Google has been issued a €2.4bn fine by EU authorities for breaking antitrust law, following a seven-year investigation by the European Commission.
While Google has kept its responsive statement short, it hinted that the company will consider appealing the ruling in EU courts, which could add years on to proceedings.
In a statement, Kent Walker, senior vice president and general counsel at Google, said: "We respectfully disagree with the conclusions announced today. We will review the commission’s decision in detail as we consider an appeal, and we look forward to continuing to make our case.”
The decision centres around Google Shopping – a price comparison feature built into the company’s main search function – with authorities saying Google had "abused its market dominance as a search engine" by giving a search ranking advantage to its own products.
The European Commission has said the company must now end the conduct within 90 days or face penalty payments of up to 5% of the average daily worldwide turnover of Alphabet, Google's parent company.
Commissioner Margrethe Vestager, who is in charge of competition policy, praised Google for coming up with "many innovative products and services that have made a difference to our lives," but caveated: "Google's strategy for its comparison shopping service wasn't just about attracting customers by making its product better than those of its rivals.
"Instead, Google abused its market dominance as a search engine by promoting its own comparison shopping service in its search results, and demoting those of competitors."

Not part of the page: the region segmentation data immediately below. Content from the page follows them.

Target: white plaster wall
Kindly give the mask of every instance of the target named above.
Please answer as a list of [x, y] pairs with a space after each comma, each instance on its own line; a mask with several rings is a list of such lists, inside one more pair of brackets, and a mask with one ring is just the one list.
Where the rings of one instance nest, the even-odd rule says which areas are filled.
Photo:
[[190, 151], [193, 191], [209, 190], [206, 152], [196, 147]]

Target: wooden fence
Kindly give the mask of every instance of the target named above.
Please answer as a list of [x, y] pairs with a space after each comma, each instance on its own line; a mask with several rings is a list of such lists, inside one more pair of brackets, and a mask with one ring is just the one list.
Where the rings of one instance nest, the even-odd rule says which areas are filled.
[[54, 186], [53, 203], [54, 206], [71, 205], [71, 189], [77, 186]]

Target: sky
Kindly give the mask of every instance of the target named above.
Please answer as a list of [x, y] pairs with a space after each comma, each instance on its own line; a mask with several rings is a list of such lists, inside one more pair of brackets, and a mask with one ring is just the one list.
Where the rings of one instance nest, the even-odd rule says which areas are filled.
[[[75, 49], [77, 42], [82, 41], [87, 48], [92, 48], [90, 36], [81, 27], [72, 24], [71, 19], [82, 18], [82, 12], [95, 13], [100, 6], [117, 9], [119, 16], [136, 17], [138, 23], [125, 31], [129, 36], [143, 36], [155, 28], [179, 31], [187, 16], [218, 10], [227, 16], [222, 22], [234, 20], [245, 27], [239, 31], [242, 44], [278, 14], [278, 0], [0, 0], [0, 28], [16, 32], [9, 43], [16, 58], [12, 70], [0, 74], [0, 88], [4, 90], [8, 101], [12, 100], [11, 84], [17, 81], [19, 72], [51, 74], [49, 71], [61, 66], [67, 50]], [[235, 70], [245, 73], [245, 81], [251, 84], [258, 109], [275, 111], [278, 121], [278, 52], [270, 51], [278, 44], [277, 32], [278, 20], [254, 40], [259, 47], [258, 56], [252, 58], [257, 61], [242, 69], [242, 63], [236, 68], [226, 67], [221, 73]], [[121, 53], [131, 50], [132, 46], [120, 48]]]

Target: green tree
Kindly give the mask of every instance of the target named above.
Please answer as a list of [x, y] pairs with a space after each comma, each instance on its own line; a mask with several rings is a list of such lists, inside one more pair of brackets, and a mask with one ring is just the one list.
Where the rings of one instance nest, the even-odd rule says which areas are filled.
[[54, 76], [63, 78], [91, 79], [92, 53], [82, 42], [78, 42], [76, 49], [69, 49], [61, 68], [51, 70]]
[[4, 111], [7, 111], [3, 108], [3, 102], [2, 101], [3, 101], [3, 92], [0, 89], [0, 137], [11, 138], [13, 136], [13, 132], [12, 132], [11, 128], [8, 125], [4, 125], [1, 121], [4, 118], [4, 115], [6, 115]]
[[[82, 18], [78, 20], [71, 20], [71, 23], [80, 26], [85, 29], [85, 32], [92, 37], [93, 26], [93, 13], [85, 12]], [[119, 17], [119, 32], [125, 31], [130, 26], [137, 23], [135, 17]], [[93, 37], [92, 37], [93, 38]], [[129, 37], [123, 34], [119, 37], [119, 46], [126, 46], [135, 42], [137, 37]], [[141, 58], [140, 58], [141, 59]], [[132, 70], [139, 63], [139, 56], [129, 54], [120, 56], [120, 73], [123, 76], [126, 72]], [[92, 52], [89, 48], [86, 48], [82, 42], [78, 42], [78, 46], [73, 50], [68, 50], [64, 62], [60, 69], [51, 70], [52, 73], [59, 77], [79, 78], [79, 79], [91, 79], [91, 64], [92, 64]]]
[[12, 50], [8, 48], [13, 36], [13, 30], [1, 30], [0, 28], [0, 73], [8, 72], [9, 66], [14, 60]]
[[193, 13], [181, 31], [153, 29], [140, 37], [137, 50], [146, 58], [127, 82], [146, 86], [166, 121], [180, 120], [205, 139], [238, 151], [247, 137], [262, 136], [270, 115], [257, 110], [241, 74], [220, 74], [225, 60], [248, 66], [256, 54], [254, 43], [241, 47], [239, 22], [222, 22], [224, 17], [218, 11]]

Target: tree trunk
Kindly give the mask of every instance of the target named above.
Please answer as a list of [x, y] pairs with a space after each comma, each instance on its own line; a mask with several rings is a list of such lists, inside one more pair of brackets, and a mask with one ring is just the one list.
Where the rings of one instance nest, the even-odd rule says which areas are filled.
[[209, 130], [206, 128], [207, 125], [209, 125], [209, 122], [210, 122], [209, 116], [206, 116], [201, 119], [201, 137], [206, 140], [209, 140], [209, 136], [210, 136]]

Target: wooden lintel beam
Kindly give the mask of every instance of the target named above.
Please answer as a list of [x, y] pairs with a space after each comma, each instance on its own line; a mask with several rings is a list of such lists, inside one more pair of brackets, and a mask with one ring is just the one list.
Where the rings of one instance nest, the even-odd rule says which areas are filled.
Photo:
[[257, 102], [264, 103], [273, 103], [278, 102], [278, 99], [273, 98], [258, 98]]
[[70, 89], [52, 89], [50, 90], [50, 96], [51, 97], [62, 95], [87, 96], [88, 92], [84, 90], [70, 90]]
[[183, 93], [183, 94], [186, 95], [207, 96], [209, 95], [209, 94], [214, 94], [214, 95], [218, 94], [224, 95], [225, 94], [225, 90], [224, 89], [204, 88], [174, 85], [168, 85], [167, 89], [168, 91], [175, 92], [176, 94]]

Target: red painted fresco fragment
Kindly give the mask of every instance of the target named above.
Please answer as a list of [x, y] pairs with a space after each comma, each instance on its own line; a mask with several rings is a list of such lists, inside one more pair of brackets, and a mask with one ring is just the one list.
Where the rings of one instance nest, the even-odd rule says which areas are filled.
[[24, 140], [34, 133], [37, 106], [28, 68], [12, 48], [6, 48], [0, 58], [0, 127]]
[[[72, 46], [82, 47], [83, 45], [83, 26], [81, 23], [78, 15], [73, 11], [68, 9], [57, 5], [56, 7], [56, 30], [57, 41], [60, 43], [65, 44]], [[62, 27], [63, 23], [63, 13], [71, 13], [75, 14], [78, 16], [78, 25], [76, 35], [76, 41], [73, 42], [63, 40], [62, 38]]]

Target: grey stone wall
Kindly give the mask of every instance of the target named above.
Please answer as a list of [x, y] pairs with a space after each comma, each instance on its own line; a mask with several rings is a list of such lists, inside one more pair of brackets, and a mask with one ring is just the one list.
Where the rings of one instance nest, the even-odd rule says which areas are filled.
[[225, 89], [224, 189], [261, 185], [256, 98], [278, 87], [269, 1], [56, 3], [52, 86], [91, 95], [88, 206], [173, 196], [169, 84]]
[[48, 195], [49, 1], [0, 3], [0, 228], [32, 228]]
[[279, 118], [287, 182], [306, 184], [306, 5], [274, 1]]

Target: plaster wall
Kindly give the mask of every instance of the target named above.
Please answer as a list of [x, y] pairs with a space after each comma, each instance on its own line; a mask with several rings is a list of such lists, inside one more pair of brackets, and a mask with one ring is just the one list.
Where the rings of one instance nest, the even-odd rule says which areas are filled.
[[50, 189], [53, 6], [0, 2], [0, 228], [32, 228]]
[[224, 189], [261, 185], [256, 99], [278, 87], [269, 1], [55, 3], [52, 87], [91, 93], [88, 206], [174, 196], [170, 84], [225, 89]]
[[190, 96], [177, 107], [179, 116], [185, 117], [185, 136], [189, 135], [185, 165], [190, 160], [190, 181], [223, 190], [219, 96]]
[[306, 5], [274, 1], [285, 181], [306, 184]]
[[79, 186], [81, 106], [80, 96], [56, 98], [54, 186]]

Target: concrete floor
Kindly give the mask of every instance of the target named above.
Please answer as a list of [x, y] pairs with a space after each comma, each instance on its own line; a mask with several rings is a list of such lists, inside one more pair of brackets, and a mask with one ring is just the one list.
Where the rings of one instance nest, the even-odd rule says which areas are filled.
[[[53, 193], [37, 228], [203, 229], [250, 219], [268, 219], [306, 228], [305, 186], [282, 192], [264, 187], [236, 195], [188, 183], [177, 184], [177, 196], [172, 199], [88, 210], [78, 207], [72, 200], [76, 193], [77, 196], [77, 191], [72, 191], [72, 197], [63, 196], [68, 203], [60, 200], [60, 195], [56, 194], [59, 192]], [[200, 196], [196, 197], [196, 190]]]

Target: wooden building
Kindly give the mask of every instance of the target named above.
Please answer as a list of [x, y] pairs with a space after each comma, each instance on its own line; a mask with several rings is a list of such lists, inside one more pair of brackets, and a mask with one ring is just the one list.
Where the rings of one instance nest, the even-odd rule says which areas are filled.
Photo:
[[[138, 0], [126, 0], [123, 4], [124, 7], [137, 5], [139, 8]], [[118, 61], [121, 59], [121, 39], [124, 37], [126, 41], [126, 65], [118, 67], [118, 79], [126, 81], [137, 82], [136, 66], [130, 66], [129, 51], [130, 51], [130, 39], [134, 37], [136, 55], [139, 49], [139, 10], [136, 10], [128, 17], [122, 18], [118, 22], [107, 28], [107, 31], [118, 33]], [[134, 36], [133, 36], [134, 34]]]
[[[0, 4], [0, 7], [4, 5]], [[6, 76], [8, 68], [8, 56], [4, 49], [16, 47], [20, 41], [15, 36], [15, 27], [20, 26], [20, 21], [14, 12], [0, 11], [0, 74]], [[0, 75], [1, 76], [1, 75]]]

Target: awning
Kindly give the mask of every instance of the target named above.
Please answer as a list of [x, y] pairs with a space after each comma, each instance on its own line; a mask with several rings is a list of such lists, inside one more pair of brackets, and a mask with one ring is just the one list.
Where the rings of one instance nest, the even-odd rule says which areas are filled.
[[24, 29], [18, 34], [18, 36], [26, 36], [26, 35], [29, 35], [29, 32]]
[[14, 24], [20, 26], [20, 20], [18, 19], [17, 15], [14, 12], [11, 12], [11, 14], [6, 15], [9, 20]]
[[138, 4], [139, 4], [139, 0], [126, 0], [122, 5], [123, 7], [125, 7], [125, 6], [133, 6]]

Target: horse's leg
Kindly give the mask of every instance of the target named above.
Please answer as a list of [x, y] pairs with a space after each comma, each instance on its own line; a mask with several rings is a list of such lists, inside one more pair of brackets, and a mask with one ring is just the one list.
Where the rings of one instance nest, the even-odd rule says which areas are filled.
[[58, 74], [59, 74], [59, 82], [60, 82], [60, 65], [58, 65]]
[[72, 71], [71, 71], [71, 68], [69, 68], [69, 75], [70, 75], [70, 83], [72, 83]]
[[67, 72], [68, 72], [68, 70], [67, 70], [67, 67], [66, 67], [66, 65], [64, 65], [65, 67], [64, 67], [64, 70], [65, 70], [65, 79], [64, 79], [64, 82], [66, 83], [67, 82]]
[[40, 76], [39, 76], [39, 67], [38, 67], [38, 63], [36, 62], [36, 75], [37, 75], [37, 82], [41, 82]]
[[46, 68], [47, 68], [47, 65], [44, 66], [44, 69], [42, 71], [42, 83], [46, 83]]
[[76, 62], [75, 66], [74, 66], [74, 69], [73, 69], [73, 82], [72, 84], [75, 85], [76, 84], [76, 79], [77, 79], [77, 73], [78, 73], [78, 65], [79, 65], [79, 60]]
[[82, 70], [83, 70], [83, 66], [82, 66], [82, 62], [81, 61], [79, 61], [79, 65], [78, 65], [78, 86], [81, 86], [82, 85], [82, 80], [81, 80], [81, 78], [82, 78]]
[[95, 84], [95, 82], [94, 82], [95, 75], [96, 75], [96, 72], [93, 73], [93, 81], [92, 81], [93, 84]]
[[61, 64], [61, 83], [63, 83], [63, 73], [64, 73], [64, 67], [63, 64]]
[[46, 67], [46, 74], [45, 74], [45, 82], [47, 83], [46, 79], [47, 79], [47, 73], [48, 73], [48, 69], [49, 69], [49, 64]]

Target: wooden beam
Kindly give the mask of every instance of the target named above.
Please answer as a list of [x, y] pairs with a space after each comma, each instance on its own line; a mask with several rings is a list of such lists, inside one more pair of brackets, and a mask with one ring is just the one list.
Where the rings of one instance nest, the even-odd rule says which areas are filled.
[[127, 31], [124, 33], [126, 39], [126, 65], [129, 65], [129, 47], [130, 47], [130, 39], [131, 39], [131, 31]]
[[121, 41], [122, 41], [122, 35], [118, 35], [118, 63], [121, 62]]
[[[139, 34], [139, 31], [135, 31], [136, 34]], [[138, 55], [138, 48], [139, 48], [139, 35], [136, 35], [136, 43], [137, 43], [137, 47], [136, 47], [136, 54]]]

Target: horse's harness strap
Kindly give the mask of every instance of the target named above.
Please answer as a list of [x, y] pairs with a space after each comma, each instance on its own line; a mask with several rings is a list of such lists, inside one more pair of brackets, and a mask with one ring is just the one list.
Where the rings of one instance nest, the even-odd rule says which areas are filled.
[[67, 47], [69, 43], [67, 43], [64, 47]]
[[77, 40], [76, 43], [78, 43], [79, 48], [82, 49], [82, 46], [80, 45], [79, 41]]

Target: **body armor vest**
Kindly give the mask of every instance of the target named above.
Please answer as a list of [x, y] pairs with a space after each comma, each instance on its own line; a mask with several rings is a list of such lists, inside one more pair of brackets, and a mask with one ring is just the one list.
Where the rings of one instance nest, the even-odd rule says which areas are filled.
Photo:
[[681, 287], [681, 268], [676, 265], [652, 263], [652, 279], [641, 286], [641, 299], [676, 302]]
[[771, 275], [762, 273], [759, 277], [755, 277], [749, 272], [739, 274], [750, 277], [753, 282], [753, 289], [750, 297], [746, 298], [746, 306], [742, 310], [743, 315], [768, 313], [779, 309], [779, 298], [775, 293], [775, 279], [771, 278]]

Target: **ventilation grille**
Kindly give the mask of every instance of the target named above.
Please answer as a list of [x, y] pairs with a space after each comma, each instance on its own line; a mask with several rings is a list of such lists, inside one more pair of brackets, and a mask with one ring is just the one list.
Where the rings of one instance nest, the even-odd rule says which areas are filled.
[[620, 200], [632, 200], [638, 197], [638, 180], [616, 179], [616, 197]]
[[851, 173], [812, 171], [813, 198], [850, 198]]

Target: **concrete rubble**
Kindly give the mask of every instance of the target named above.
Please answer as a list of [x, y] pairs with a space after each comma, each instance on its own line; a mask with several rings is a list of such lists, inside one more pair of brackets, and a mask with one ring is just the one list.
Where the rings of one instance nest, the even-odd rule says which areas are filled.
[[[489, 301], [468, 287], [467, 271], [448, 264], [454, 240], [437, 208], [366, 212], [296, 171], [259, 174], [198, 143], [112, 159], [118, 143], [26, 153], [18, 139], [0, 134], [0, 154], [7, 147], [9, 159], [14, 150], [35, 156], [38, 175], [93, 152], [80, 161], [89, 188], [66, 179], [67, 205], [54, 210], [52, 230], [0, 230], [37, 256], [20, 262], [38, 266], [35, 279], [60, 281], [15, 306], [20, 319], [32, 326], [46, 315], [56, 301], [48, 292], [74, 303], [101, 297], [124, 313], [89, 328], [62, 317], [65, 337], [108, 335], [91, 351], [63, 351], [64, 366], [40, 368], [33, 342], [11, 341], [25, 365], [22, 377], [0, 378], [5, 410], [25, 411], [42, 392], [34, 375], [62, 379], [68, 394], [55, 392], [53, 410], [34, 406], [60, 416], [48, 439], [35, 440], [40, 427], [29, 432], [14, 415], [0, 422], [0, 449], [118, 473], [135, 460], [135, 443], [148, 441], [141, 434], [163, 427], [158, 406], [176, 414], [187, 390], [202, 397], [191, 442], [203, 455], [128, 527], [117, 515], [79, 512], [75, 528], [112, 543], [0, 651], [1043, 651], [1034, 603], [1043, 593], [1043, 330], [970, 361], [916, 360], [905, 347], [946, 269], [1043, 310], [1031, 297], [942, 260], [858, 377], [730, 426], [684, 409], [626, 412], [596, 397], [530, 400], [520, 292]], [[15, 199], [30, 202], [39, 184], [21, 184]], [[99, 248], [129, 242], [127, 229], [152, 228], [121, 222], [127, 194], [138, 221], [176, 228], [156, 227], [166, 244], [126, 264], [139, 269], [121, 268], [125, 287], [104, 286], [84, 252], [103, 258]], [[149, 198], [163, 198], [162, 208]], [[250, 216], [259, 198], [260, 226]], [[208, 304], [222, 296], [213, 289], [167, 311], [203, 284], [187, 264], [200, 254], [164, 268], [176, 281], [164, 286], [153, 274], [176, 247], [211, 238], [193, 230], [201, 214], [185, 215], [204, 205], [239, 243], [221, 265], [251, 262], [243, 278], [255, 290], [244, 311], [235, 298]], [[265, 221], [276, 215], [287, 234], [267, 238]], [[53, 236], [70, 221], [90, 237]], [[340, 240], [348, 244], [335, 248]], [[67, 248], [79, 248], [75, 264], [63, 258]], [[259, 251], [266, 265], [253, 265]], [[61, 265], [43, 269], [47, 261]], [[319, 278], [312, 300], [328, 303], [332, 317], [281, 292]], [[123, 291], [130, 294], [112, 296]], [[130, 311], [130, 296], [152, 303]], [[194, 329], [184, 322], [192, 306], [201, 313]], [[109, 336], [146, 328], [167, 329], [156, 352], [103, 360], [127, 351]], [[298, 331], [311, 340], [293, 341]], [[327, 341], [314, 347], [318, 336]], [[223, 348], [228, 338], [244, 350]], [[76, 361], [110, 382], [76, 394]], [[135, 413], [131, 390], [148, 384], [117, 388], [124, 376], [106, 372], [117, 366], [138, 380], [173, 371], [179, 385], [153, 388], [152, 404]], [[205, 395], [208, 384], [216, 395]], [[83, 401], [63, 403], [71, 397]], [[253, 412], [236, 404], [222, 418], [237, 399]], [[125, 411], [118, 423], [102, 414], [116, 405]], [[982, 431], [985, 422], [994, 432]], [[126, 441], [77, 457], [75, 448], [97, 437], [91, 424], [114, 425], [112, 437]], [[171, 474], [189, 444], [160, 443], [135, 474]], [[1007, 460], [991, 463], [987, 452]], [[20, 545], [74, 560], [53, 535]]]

She continued: "What Google has done is illegal under EU antitrust rules. It denied other companies the chance to compete on the merits and to innovate. And most importantly, it denied European consumers a genuine choice of services and the full benefits of innovation."
Google is currently embroiled in two further EU antitrust investigations, which it has denied any wrongdoing in. The first around its AdSense business, and another focusing on its partnerships with Android phone manufacturers.
In both cases the European courts have the power to fine Alphabet up to 10% of Alphabet's turnover, which was $90bn last year.
The judgement follows months of speculation around the penalty Google would face, with many predicting that Brussels would sting the tech firm for record amounts.
The move is also likely to provoke comment from senior industry figures in the US, who in the past have criticised the European Commission for seemingly discriminating against American tech companies.
Back in 2016 the antitrust body hit Apple with a $13bn tax bill last, prompting chief executive Tim Cook to pen a lengthy letter in a bid to combat the outcome of the three-year investigation.